Sporting goods giant Nike named a new CEO on Tuesday to take over from Mark Parker, who will continue to lead the company's board of directors.

John Donahoe will replace Parker as president and chief executive officer effective January 13, Nike said in a statement.

Parker said Tuesday the change was part of Nike's efforts to accelerate the "digital transformation" of the company's business.

Parker, who has served as CEO for more than a decade, and as chairman, president and CEO since 2016, will become the board's executive chairman, working closely with Donahoe, Nike said.

Donahoe currently is president and CEO of ServiceNow, a tech services firm, as well as a member of Nike's board, a position he will retain after the transition.

Parker said the change is aimed at using technology to boost the company's output and efficiency, and pointed to Donahoe's "expertise in digital commerce, technology, global strategy and leadership," which "make him ideally suited to accelerate our digital transformation."

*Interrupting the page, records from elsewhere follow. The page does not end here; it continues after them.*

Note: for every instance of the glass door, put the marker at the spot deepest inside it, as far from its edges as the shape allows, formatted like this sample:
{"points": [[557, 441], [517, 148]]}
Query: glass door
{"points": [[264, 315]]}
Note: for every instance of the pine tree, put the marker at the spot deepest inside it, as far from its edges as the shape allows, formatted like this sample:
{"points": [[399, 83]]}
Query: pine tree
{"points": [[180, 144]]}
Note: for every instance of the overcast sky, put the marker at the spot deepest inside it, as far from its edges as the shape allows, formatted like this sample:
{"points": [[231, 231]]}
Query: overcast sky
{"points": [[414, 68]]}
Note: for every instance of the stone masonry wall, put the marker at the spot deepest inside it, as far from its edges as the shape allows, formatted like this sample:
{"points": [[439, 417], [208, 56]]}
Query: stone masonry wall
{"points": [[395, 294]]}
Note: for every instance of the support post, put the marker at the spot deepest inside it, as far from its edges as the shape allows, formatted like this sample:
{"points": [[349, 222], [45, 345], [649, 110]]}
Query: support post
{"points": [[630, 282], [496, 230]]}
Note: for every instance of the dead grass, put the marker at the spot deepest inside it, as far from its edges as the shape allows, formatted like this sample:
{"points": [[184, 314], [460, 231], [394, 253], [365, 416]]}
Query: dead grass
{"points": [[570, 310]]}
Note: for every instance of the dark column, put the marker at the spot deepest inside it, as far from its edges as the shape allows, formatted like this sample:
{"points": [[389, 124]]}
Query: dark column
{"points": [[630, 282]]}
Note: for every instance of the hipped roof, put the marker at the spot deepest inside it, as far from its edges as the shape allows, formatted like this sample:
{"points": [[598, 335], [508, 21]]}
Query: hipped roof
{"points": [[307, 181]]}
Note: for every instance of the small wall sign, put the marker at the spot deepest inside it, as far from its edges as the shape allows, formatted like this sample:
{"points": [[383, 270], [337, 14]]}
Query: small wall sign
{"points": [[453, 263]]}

Speaking moments after the announcement on CNBC, Parker said the goal is to use digital tools to lift "our ability to actually compete and grow our business."

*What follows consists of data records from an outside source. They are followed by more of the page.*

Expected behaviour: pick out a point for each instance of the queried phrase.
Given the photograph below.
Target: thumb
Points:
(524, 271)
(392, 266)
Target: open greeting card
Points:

"This is all about accelerating that strategy," he said, adding that he will be "very actively engaged," working with his successor "to make sure that this transition is as smooth as successful as possible."

- Marred by scandal -

Under Parker's leadership, Nike sales grew and stock prices soared.

But the company has been tainted by scandal in recent weeks after it shut down an elite training program for distance runners after top coach Alberto Salazar was banned for four years for doping.

Parker, who initially stood behind Salazar, said Tuesday the management shakeup "has absolutely nothing to do with that situation."

Last year about a dozen executives were pushed out at Nike and Parker apologized in a scandal that included reports of widespread sexual harassment and bullying, embarrassing the "Just Do It" brand that was characterized by equality and empowerment.

Nike shares closed down 0.6 percent on Tuesday. In after-hours trading following the announcement, shares in the company were largely unchanged at $95.65.

The footwear and apparel company has beefed up its "Nike Direct" business through smartphone applications and other programs and reported a 25 percent jump in profits in the latest quarter with $10.7 billion in revenues.

The biggest jump in sales was in China, where revenues rose 22 percent to $1.7 billion compared with 2018.

The Nike change was the second management shakeup at a sporting goods company on Tuesday, after Under Armour founder Kevin Plank announce he will step away on January 1.